As TextCrimes.com is being developed part-time by student interns our development cycle is slow but we are actively working on the following areas.
- Within TextCrimes.com users will be able to contribute their own collections of malicious communications which they can tag using provided or user-defined tag sets.
- The process for adding these new data Collections will include a quality assurance process to ensure that where texts are digitised this is done accurately from the original image file.
- Collection owners will be able to choose to publish their data collections to other registered users but have full control over who can view the open or anonymised versions of texts.

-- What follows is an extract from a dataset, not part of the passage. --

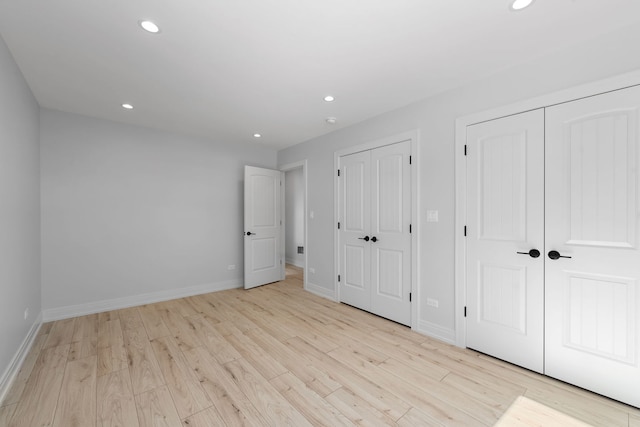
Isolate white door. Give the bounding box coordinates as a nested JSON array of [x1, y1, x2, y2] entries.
[[339, 141, 411, 325], [339, 151, 371, 311], [466, 110, 544, 372], [545, 87, 640, 407], [369, 141, 411, 325], [244, 166, 284, 289]]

- Collection owners will also be able to allow their data to contribute to background analyses of base-rate information without giving other users permission to read the texts at all.
Filters, searching and analysis
- Users will be able to create their own query sets of documents by filtering data within or between collections using the tags. For example, a query set might be all documents from available collections that contains conditional threats, by writers known to be men.
- Once a query set has been defined, users will be able to search the texts of documents by either searching for specified word strings or by using Regex strings. Results of these searches will initially be displayed as Key Word in Context (KWIC) lines.
- We already have the capacity to tag text strings within texts (e.g. as threats or abuse) and we are looking to develop this "highlight tags" facility further to facilitate more sophisticated searches.
- A further distant analysis goal will be to allow users to write and share their own scripts using R to run analyses on the query sets.